# Importing Libraries

## Purpose

Imports the required libraries to run the application, including:

- **`requests`**: For making HTTP requests to the OpenWeatherMap API.
- **`json`**: For parsing and handling JSON data.
- **`dotenv`**: For securely loading environment variables from a `.env` file.
- **`logging`**: For logging application events and errors.
- **`pandas`**: For data manipulation and saving to CSV.
- **`datetime`**: For handling and formatting dates and times.
- **`os`**: For interacting with the operating system (e.g., file paths).
- **`tenacity`**: For retrying API requests in case of failures.
- **`sys`**: For system-specific parameters and functions.

## Details

- All libraries are imported at the start to ensure availability for all functions.
- The imports are organized with comments explaining their purpose, enhancing readability.


In [1]:
import requests  # For making HTTP requests to the OpenWeatherMap API
import json  # For parsing and handling JSON data
import dotenv  # For securely loading environment variables from a .env file
import logging  # For logging application events and errors
import pandas as pd  # For data manipulation and saving data to CSV
from datetime import datetime, timezone, timedelta  # For handling and formatting date and time
import os  # For interacting with the operating system (e.g., file paths, environment variables)
from tenacity import retry, stop_after_attempt, wait_exponential, retry_if_exception_type  # For retrying API requests
import sys  # For system-specific parameters and functions

# Logger Setup

## Purpose

Configures a logger to record application events and errors:

- Logs all messages to a file (`app.log`) for persistent records.
- Outputs warnings and errors to the console for immediate visibility.
- Supports dynamic log levels (e.g., `DEBUG`, `INFO`) via environment variables.

## Details

The `set_logger` function:

- Takes a **file name** and **log level** as optional parameters.
- Clears existing handlers to avoid duplicates.
- Sets up:
  - A **file handler** (logs all levels).
  - A **stream handler** (logs warnings and above).
- Uses a formatted log message with:
  - Timestamp
  - Log level
  - Function name
  - Message content
- Defaults to `INFO` level if the specified log level is invalid.
- Logs initialization details for traceability.


In [2]:
def set_logger(file_name: str = 'app.log', log_level: str = None) -> logging.Logger:
    """
    Configures and returns a logger for the application.

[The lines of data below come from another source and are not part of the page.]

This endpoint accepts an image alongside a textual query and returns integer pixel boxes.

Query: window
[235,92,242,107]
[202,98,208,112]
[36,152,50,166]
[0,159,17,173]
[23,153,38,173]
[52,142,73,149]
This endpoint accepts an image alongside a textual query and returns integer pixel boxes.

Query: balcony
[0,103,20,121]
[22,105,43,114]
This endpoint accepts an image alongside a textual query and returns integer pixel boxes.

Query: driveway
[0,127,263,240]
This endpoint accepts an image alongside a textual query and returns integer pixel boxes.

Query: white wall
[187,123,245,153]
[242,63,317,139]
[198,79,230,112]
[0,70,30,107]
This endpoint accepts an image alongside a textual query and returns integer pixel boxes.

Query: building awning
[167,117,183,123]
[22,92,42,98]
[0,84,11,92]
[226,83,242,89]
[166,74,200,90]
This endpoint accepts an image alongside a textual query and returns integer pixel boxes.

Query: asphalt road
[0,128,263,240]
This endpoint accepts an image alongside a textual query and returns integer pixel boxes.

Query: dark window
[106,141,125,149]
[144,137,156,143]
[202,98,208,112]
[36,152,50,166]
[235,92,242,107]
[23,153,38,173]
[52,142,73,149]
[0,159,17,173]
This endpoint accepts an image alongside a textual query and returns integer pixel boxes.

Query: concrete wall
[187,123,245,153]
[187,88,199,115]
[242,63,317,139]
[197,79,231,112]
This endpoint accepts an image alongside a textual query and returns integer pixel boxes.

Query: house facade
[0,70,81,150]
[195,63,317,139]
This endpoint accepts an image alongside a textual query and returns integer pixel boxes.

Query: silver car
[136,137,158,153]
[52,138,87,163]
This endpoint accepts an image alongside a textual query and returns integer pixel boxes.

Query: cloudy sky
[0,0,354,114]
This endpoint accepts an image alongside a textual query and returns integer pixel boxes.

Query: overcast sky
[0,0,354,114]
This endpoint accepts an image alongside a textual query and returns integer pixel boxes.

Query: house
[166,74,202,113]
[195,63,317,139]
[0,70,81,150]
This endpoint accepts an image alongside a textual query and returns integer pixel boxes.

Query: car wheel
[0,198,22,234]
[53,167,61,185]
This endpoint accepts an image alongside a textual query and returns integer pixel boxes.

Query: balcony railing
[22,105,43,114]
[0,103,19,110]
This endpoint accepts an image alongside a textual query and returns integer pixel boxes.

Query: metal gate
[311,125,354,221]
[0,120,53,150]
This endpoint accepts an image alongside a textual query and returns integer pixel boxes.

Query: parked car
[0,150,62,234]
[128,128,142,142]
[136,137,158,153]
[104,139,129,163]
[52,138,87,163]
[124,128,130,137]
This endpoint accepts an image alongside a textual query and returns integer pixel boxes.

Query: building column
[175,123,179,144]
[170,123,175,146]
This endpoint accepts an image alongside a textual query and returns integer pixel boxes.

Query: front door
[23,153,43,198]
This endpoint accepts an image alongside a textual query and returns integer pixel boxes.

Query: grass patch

    - Logs messages to a file for persistent records.
    - Outputs warnings and errors to the console for immediate visibility.
    - Supports dynamic log levels (e.g., DEBUG, INFO, WARNING) via environment variables.

    Args:
        file_name (str): Name of the log file. Defaults to 'app.log'.
        log_level (str): Logging level (e.g., 'DEBUG', 'INFO'). Defaults to 'INFO' or env variable 'LOG_LEVEL'.

    Returns:
        logging.Logger: Configured logger instance.
    """
    # Create a logger with the module's name
    logger = logging.getLogger(__name__)
    logger.handlers.clear()  # Clear existing handlers to avoid duplicates

    # Set the logging level from argument or environment variable
    log_level = log_level or os.getenv('LOG_LEVEL', 'INFO').upper()
    try:
        logger.setLevel(getattr(logging, log_level))
    except AttributeError:
        logger.setLevel(logging.INFO)
        logger.warning(f"Invalid log level '{log_level}', defaulting to INFO")

    # Define a formatter for log messages
    formatter = logging.Formatter(
        '%(asctime)s - %(levelname)s - %(funcName)s - %(message)s',
        datefmt='%H:%M:%S'
    )

    # File handler: Logs all levels to a file
    file_handler = logging.FileHandler(file_name, mode='w', encoding='utf-8')
    file_handler.setFormatter(formatter)
    file_handler.setLevel(logging.DEBUG)

    # Stream handler: Outputs warnings and errors to the console
    stream_handler = logging.StreamHandler()
    stream_handler.setFormatter(formatter)
    stream_handler.setLevel(logging.WARNING)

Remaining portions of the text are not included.